Bronze is far from a traditional material for watch cases but is currently very much in vogue. Previously discounted for its susceptibility to corrosion, the quest for a new aesthetic has led brands to not only accept bronze’s ageing patterns but also to embrace them wholeheartedly. Patina management is now a common thread topic on watchmaking forums around the world. Not too many people would have seen that coming at the turn of the century.
People used to be far more interested in this quaintly futuristic material. Titanium’s dull grey appearance, extreme hardness and lightness of weight seemed set to anoint it the next big thing in watchmaking. Yet, while it is often rolled out as a point of difference, the industry reverted to steel for the inexplicable association between weight and worth (heaviness is bizarrely perceived to connote value). Titanium may not make much sense on paper, but once on the wrist, it needs no explanation.
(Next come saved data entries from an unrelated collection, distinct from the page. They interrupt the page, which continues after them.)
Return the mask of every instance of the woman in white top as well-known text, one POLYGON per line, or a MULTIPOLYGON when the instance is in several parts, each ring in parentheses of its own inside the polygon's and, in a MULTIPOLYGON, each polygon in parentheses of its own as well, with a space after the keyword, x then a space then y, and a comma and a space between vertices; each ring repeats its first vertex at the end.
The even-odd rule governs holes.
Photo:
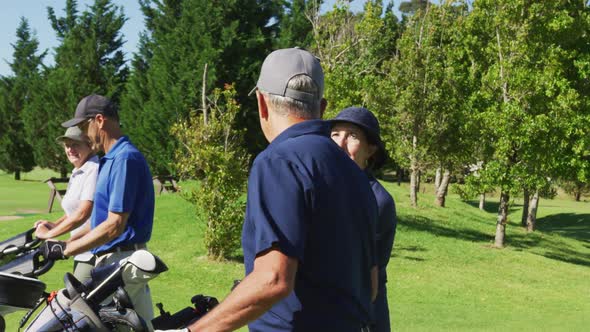
MULTIPOLYGON (((94 191, 98 176, 98 157, 95 155, 88 136, 78 127, 66 130, 56 139, 65 149, 68 160, 74 165, 68 188, 61 206, 65 215, 54 222, 37 220, 35 235, 40 239, 58 237, 71 231, 74 236, 84 226, 90 225, 94 205, 94 191)), ((74 257, 74 276, 84 282, 90 278, 94 267, 94 256, 88 251, 74 257)))

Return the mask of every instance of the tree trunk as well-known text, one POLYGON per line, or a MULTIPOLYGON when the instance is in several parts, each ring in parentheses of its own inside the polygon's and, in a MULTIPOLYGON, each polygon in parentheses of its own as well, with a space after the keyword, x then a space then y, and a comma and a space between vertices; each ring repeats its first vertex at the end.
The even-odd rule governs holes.
POLYGON ((16 181, 20 180, 20 169, 17 169, 16 171, 14 171, 14 179, 16 181))
POLYGON ((68 170, 67 170, 65 167, 62 167, 62 168, 59 170, 59 175, 60 175, 62 178, 67 178, 67 177, 68 177, 68 170))
POLYGON ((500 208, 498 208, 498 219, 496 221, 496 236, 494 238, 494 246, 496 248, 504 248, 504 240, 506 238, 506 223, 508 222, 508 201, 510 196, 507 192, 502 191, 500 195, 500 208))
POLYGON ((413 165, 411 167, 412 172, 410 173, 410 204, 412 204, 413 207, 416 207, 418 206, 418 192, 416 190, 418 171, 414 169, 413 165))
POLYGON ((418 161, 416 160, 416 146, 418 144, 418 138, 414 135, 412 138, 413 152, 410 156, 410 204, 413 207, 418 206, 418 161))
POLYGON ((484 211, 486 205, 486 193, 479 194, 479 209, 484 211))
POLYGON ((416 192, 420 192, 420 185, 422 184, 422 172, 420 170, 416 171, 416 192))
POLYGON ((451 179, 451 172, 445 169, 445 172, 442 176, 442 180, 438 189, 436 190, 436 199, 434 203, 440 207, 445 207, 445 201, 447 197, 447 191, 449 189, 449 180, 451 179))
POLYGON ((522 193, 522 218, 521 218, 521 225, 523 227, 527 227, 527 218, 529 216, 529 202, 531 200, 531 193, 528 189, 525 189, 522 193))
POLYGON ((401 167, 398 167, 396 173, 397 173, 397 185, 401 186, 402 180, 404 179, 404 169, 401 167))
POLYGON ((207 64, 203 69, 203 85, 201 87, 201 107, 203 108, 203 123, 209 124, 209 112, 207 112, 207 64))
POLYGON ((537 207, 539 206, 539 191, 535 191, 533 195, 533 199, 531 199, 531 204, 529 208, 528 217, 526 220, 526 230, 527 232, 533 232, 535 230, 535 224, 537 223, 537 207))
POLYGON ((576 193, 574 194, 574 197, 576 198, 576 202, 579 202, 580 199, 582 198, 582 191, 576 191, 576 193))
POLYGON ((438 191, 438 187, 440 187, 440 178, 441 178, 441 169, 438 167, 436 169, 436 175, 434 176, 434 191, 438 191))

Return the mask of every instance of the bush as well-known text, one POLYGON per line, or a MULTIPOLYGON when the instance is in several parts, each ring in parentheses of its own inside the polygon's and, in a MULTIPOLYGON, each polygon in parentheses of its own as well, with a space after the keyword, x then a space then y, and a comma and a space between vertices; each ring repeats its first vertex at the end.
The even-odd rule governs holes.
POLYGON ((180 142, 179 175, 201 180, 188 196, 205 213, 205 246, 214 259, 228 258, 240 247, 244 218, 248 154, 243 131, 234 129, 240 111, 235 95, 233 85, 215 89, 205 111, 191 111, 171 129, 180 142))

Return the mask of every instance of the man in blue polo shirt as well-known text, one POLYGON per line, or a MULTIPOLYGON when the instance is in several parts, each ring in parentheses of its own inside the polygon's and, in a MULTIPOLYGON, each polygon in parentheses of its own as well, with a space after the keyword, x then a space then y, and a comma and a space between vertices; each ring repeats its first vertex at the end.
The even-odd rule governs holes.
POLYGON ((319 120, 323 87, 305 50, 265 59, 256 97, 270 145, 248 179, 246 277, 189 331, 367 330, 377 206, 367 177, 319 120))
MULTIPOLYGON (((106 97, 90 95, 76 108, 74 118, 62 123, 78 126, 88 135, 100 159, 94 207, 89 227, 72 237, 63 254, 91 250, 96 265, 110 264, 146 248, 154 220, 154 187, 147 162, 124 136, 117 107, 106 97)), ((127 285, 137 313, 149 322, 153 308, 146 285, 127 285)))

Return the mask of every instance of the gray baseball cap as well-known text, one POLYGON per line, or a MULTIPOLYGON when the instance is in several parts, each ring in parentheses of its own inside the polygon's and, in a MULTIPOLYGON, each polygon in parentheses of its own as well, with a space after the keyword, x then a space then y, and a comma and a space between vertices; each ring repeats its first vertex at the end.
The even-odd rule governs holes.
POLYGON ((62 136, 59 136, 55 140, 58 142, 63 142, 66 139, 71 139, 73 141, 78 141, 78 142, 88 142, 88 137, 86 137, 86 135, 84 135, 82 130, 80 130, 80 128, 78 128, 76 126, 69 127, 68 129, 66 129, 65 134, 63 134, 62 136))
POLYGON ((117 107, 110 99, 101 95, 90 95, 82 98, 76 107, 74 117, 61 124, 62 127, 77 126, 80 122, 97 114, 117 116, 117 107))
POLYGON ((250 94, 256 89, 300 101, 318 101, 324 95, 324 71, 318 58, 304 49, 295 47, 276 50, 264 59, 258 83, 250 94), (308 92, 287 88, 289 81, 297 75, 309 76, 315 82, 319 98, 308 92))

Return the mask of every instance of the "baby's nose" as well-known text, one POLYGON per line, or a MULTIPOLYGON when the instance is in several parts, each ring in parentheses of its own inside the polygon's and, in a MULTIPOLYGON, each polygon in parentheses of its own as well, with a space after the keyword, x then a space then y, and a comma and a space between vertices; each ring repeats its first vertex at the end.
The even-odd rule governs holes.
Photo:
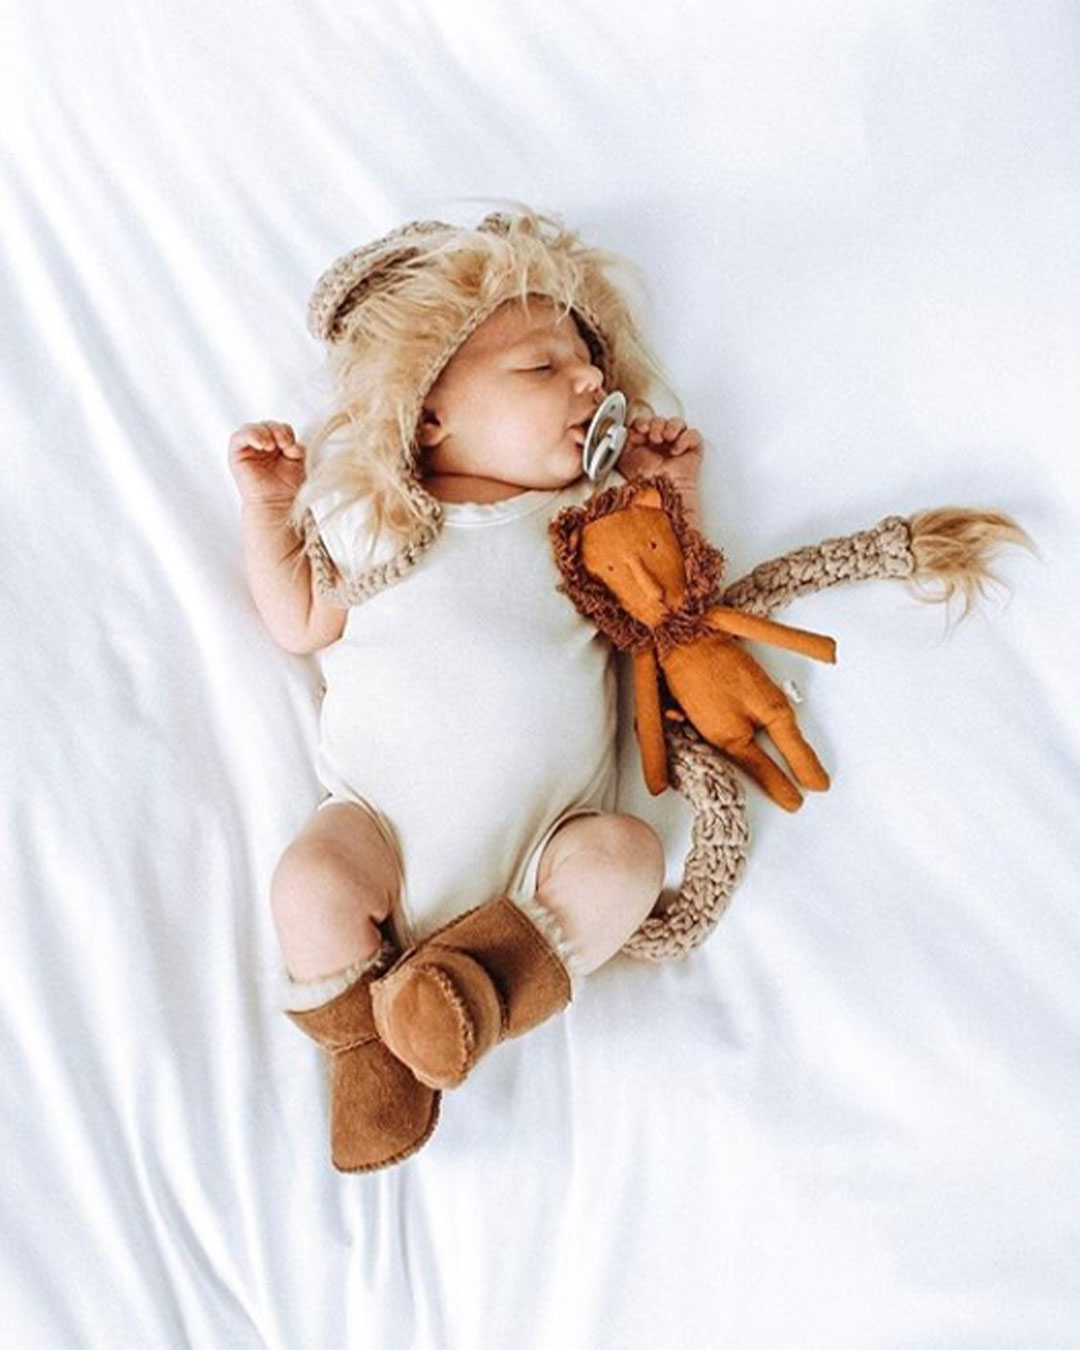
POLYGON ((604 372, 599 366, 582 365, 578 372, 577 384, 585 393, 599 394, 604 387, 604 372))

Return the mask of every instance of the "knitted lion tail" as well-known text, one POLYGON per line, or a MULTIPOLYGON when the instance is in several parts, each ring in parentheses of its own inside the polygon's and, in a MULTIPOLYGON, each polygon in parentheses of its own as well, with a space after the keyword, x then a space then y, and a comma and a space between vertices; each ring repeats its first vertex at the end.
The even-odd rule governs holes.
POLYGON ((1002 549, 1036 551, 1026 531, 999 511, 943 506, 912 516, 908 528, 915 560, 912 589, 921 600, 946 606, 959 597, 961 618, 990 586, 1004 584, 990 567, 1002 549))

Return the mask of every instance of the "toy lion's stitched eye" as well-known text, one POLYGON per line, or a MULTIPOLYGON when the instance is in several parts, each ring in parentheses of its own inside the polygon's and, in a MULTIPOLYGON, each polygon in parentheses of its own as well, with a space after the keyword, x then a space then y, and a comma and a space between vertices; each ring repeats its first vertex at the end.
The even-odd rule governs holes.
POLYGON ((656 540, 655 540, 655 539, 650 539, 650 540, 649 540, 649 547, 653 550, 654 553, 656 552, 656 540))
When it comes to luxury, nothing speaks louder than yellow or rose gold. While the latter has been more popular in recent years, brands seem more willing to reduce the copper levels in modern rose gold to give a more tempered middle ground between the two. The inherent value of gold will always make this material a popular choice for those looking for an investment piece and its warmth against the skin is, while inferior to that of titanium, a comforting sensation that underpins many an attachment to one’s watch.
For the high-rollers, platinum exists. Extremely heavy, extremely white, and extremely expensive, platinum is the undisputed daddy of all watch materials. While more avant-garde materials may try to steal its throne, the sheer opulence and stealth luxury of a metal that could, from a few yards, be mistaken for simply steel, is unmatchable.